What's missing from this localedef implementation:

	-> support for toggling failure mode on failures
	   (warnings are non-fatal, errors are fatal)

	-> support for ellipsis without a terminating character symbol
	   in the collating order.  (Use UNDEFINED to achieve the same
	   effect.)

	-> localedef's own messages are ironically not i18n'ified.
	   (someone can add settextdomain() and gettext() calls at the
	   right point later)

	-> user defined "character classes" (for use with wctype()).
	   Our C library lacks the support.

	-> only certain named multibyte encodings are supported.
	   UTF-8 is one of them.  Do any of the others really matter
	   anymore?

	-> the EUC encodings for CJK need to be revamped slightly in
	   libc, as we don't support the variable data required
	   anymore under the main "EUC" encoding.   (We'll need to
	   add specific C code for each of the main EUC variants, which
	   is pretty darn easy.  See wide.c in localedef for sample
	   code.)

That said, this implementation is very nice, I think.  Here are some
things it has:

	-> support for all of the CLDR UTF-8 localedef sources I could
	   find (including some really weird ones).

	-> full POSIX collating semantics for regular and multibyte
	   locales.

	-> support for substitutions up to 24 elements long (this was
	   required because some Arabian locale had ridiculously long
	   substitution lists.  I don't understand how they collate. :-)

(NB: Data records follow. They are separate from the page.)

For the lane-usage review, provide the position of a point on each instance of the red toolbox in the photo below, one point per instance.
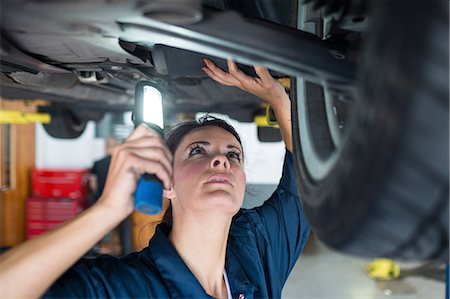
(43, 214)
(59, 183)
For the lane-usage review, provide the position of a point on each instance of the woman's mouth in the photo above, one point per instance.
(219, 179)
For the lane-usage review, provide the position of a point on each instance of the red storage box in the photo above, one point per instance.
(59, 183)
(43, 214)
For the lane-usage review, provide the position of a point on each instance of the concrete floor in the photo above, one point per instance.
(324, 274)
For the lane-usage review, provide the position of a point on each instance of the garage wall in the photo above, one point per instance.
(263, 161)
(68, 153)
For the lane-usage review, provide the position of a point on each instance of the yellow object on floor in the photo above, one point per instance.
(382, 269)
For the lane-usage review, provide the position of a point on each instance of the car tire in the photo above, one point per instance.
(65, 123)
(383, 192)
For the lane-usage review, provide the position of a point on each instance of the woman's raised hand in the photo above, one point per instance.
(264, 87)
(144, 151)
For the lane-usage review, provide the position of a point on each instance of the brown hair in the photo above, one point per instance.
(178, 132)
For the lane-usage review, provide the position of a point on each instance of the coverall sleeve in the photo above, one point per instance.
(280, 226)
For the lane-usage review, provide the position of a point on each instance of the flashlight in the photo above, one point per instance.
(148, 109)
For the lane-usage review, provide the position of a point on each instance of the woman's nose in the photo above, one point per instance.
(220, 161)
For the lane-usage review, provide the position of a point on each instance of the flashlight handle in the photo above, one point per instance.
(148, 194)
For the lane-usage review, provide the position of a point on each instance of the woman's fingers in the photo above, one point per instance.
(245, 81)
(219, 75)
(147, 143)
(141, 131)
(263, 73)
(148, 154)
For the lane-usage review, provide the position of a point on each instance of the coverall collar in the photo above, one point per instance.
(181, 282)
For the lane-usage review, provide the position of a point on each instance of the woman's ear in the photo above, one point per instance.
(170, 194)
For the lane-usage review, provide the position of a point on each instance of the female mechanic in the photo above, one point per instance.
(211, 248)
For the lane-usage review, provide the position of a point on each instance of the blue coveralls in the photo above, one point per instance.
(263, 246)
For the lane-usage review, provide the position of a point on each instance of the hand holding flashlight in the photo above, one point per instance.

	-> support for up to 9 collating levels.  (The 10th level
	   -- or whatever is the last level -- is used internally for
	   the UNDEFINED semantics required by POSIX.)

	-> the code is fully CDDL'd and should be quite readable.  If
	   you don't like it, blame me.

	-> reasonably fast.  Collating UTF-8 is expensive, but in my
	   tests, it performed reasonably similar to existing locales
	   when sorting moderate data files.

Anyway, I am hopeful that you will find the code and review useful.  I'd
like to integrate this code in the next week or two.  The sooner I
integrate, the sooner you can have support for your favorite
language. :-)  

I *would* like to know about anyone who has specific needs for non-UTF-8
locale support.  The UTF-8 locales come very very easy.  I think most of
the others will too, but I don't want to waste time doing the work if
nobody wants them.  (For example, I've been told that KOI8 encodings are
totally obsolete now.)

Thanks!

	- Garrett